TeamHG-Memex / eli5

A library for debugging/inspecting machine learning classifiers and explaining their predictions
http://eli5.readthedocs.io
MIT License
2.76k stars 334 forks source link

PermutationImportance does not allow NaNs #380

Closed Matgrb closed 4 years ago

Matgrb commented 4 years ago

In the current version, eli5 does not allow NaNs in X. However, some models handle NaNs very well e.g.
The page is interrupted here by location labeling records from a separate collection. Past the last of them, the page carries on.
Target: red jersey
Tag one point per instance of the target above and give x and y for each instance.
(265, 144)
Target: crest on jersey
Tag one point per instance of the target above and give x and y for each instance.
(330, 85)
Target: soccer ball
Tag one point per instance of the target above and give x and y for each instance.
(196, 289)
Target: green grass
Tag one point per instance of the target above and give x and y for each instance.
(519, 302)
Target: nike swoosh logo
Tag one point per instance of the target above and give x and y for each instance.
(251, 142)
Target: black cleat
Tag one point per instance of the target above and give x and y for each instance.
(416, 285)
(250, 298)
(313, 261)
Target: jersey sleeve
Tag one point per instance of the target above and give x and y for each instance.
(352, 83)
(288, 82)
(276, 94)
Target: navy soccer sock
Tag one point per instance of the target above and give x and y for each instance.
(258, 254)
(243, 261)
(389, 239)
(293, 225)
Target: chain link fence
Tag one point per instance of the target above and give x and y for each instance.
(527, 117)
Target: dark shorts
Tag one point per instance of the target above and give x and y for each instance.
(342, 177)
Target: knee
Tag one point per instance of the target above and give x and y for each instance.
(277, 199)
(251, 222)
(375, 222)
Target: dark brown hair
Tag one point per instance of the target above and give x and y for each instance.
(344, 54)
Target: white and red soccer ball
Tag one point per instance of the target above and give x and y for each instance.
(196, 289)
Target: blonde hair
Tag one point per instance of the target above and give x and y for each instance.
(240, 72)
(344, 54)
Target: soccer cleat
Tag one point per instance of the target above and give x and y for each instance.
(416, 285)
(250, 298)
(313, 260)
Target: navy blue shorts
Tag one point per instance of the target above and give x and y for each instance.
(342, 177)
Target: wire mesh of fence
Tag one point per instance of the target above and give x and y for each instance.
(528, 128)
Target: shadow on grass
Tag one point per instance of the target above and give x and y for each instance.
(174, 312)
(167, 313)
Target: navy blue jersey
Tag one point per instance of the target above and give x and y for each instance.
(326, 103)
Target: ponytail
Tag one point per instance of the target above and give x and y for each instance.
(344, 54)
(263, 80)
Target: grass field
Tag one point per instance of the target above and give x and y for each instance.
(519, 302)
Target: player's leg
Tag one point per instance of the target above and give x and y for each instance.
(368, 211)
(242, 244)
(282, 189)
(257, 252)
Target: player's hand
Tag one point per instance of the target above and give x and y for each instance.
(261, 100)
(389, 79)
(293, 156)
XGBClassifier or HistGradientBoostingClassifier from sklearn.

The following code allows to reproduce the issue:

import numpy as np
from eli5.sklearn import PermutationImportance

from sklearn.experimental import enable_hist_gradient_boosting
from sklearn.ensemble import HistGradientBoostingClassifier

X, y = load_iris(return_X_y=True)
X[0,0] = np.nan

perm = PermutationImportance(HistGradientBoostingClassifier(), cv=5)
perm.fit(X, y)

I suppose PermutationImportance should allow for NaNs, since if the used classifier does not allow for it, it will throw the same error anyway.

I would change the following line in eli5.sklearn.permutation_importance:

197:   X = check_array(X)

into:

197:   X = check_array(X, force_all_finite='allow-nan')

This would require increasing requirements sklearn to 0.20.0

Other way would be without modifying requirements

197:   X = check_array(X, force_all_finite=False)

As part of the issue, I would also like to implement a quick unit test.

Matgrb commented 4 years ago

Just found now that it is a duplicate of #262